Eröffnung der neugestalteten Vitrinen im ehemaligen Schubraum

Am Mittwoch, 5. Dezember 2018, um 19 Uhr lädt die KZ-Gedenkstätte Dachau herzlich ein zur Eröffnung der neugestalteten Vitrinen im ehemaligen Schubraum der Hauptausstellung.
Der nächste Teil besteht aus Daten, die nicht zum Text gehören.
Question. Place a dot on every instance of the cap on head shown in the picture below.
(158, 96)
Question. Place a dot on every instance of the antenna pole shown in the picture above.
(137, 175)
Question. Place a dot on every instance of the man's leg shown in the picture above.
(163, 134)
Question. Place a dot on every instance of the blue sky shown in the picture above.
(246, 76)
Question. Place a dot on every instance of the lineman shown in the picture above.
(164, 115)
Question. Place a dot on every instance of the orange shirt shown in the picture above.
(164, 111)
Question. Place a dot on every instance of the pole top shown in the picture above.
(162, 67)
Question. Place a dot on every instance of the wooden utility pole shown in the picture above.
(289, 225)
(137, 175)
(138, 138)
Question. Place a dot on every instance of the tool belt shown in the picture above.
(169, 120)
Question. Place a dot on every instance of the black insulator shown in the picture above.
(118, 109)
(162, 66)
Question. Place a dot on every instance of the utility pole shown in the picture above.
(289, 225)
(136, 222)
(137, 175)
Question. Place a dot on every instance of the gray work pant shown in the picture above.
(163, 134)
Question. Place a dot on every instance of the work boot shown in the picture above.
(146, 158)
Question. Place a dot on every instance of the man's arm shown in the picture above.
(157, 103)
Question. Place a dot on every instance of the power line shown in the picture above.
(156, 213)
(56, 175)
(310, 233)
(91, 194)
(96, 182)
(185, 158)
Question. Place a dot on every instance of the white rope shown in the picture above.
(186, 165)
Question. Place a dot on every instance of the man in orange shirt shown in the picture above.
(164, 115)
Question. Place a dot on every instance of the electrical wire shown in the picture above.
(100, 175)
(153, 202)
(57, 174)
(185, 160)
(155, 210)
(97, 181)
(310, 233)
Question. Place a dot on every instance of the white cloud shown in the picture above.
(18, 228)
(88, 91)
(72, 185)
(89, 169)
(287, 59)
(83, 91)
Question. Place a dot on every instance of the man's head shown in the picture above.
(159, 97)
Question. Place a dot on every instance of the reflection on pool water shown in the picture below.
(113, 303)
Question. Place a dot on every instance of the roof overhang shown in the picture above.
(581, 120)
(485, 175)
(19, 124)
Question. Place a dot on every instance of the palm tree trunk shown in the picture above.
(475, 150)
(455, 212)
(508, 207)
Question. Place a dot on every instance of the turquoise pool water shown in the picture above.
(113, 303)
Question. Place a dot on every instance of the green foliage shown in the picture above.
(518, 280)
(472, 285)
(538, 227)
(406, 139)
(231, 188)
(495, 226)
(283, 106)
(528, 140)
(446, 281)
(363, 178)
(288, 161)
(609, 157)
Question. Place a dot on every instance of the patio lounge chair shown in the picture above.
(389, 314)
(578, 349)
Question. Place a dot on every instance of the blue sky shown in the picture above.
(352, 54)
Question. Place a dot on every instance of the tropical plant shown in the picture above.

Die neu im Konzentrationslager Dachau eingelieferten Häftlinge erlebten im sogenannten Schubraum eine traumatische Aufnahmeprozedur. Sie erhielten den Befehl von der SS, sich nackt auszuziehen und ihre Kleidung sowie alle persönlichen Gegenstände abzugeben. Zwischen den Raumpfeilern in der Mitte des Schubraumes befanden sich Tische, hinter denen von der SS eingesetzte KZ-Gefangene arbeiten mussten. Diese nahmen die Habseligkeiten der Neuankömmlinge entgegen, verzeichneten sie und verwahrten sie als sogenannte Effekten. Die SS überwachte das Verfahren.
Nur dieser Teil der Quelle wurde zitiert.